Kommunen können sich Gratis-Kitas nicht leisten

BERLIN. Die Menschen in den meisten Städten und Gemeinden werden auf die Sanierung maroder Turnhallen oder den Ausbau der Kinderbetreuung weiter warten müssen. Obwohl die Einnahmen der Kommunen inzwischen wieder steigen, müßten vor Investitionen vielerorts zunächst gigantische Schuldenberge abgebaut werden, erklärte der Deutsche Städtetag in Berlin. Präsident Christian Ude forderte mehr Zuweisungen von Bund und Ländern.

Zwar seien die Gewerbesteuereinnahmen im vergangenen Jahr um 12,1 Prozent auf 31,8 Milliarden Euro gestiegen. Das sei erfreulich, meinte Ude. Nach Zahlen des Städtetags erhielten die Kommunen zudem 2,5 Milliarden Euro von Bund und Ländern als Folge der Hartz-IV-Reform. Insgesamt wuchsen die Einnahmen um 2,5 Prozent. Dennoch sei bei der Finanznot keine Trendwende in Sicht, erklärte Ude.

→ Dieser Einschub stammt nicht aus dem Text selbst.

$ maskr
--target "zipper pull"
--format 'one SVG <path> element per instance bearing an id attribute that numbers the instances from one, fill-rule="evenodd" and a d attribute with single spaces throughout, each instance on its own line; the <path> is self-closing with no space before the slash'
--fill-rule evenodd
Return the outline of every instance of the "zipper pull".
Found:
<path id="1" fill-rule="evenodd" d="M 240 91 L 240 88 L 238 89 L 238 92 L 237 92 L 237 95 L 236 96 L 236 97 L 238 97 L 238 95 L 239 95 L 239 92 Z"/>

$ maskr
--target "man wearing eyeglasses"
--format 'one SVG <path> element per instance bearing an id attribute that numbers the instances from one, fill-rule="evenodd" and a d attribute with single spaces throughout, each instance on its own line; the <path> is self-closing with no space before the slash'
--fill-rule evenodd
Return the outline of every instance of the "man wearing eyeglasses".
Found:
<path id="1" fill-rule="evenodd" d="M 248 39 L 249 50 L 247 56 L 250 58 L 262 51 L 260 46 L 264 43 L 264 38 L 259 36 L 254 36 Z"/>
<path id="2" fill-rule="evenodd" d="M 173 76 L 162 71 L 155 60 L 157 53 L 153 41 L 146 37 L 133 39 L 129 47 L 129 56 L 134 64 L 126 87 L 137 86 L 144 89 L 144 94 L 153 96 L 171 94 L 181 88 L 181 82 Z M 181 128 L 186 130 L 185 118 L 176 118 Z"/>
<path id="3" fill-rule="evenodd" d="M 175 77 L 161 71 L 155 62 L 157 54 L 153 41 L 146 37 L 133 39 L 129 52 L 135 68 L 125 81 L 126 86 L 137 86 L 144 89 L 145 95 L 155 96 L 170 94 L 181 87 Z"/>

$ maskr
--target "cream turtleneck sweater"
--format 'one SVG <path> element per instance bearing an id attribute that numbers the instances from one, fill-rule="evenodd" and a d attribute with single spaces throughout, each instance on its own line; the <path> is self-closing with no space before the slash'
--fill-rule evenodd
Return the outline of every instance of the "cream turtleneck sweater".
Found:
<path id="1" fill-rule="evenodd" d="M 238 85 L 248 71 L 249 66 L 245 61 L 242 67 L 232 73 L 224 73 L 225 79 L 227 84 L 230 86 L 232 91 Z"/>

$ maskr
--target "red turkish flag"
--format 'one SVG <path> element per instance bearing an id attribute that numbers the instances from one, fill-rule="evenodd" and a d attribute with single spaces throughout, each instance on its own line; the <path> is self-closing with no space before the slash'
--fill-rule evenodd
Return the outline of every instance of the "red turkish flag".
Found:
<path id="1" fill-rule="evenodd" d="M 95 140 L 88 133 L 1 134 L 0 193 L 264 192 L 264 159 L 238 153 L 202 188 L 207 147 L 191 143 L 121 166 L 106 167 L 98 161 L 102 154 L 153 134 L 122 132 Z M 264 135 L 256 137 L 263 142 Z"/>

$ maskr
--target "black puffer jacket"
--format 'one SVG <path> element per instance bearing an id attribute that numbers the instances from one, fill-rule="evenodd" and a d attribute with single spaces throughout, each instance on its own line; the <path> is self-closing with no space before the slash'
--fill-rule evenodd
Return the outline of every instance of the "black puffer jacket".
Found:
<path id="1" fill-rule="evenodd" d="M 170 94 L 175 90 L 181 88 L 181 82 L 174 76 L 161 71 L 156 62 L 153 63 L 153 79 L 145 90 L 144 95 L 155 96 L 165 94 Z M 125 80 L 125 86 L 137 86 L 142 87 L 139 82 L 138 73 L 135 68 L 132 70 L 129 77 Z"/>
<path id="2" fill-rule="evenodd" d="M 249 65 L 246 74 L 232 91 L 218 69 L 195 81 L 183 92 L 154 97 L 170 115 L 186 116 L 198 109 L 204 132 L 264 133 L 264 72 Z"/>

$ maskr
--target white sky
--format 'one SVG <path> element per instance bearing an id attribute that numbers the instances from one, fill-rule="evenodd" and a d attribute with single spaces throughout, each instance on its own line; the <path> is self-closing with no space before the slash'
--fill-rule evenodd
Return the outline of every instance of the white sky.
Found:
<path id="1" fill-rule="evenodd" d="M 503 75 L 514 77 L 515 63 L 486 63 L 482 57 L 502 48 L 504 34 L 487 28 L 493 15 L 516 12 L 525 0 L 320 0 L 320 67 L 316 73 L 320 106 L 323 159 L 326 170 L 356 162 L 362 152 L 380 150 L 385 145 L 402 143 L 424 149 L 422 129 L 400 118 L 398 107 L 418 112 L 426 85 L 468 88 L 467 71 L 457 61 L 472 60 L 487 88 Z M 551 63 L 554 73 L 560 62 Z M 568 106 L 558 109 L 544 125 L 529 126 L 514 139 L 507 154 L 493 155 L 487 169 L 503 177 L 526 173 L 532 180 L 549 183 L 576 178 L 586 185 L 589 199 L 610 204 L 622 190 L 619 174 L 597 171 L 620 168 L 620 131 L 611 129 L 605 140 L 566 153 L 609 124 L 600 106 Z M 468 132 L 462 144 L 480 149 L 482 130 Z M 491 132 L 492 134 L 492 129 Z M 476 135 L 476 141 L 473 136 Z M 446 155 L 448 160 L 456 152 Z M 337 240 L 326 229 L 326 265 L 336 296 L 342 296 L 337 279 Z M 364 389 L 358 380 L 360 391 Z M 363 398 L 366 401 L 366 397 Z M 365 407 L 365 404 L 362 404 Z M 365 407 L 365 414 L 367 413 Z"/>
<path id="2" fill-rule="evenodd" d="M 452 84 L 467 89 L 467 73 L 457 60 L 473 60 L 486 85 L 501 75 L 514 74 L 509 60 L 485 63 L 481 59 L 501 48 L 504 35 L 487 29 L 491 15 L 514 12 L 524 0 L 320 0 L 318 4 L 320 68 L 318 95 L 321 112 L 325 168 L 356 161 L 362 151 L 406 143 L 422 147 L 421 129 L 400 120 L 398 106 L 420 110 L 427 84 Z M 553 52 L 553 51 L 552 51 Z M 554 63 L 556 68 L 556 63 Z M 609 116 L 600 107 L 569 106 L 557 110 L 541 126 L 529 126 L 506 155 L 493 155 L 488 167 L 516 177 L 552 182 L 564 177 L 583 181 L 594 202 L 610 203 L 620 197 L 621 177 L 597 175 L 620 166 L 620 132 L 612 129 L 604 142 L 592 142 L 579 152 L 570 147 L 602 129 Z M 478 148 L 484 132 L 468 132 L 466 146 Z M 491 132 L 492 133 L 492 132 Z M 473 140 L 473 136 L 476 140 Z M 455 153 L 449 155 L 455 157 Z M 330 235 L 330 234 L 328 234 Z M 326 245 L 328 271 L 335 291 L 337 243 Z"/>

Das Defizit der kommunalen Haushalte sei von 2004 auf 2005 nur minimal von 3,82 auf 3,7 Milliarden Euro gesunken. Im laufenden Jahr sei wieder ein Anstieg auf 4,5 Milliarden Euro zu befürchten. "Seit Jahren verfolgen die Städte einen strikten Sparkurs", sagte Ude, Oberbürgermeister von München. "Aber aus eigener Kraft können sie ihre Finanzprobleme nicht lösen."

Um die Dienstleistungen für die Bürger überhaupt noch aufrechtzuerhalten, hätten viele Kommunen immer häufiger Kassenkredite aufgenommen. Nach Udes Darstellung wuchs die Gesamtsumme allein bis Ende September 2005 um 3,6 Milliarden auf 23,7 Milliarden Euro. Seit Anfang 2000 seien diese Kredite um 17,5 Milliarden Euro gestiegen. Als Hauptgrund für die Finanzmisere nannte Ude die Sozialausgaben, die seit 1992 um 45 Prozent zugenommen hätten.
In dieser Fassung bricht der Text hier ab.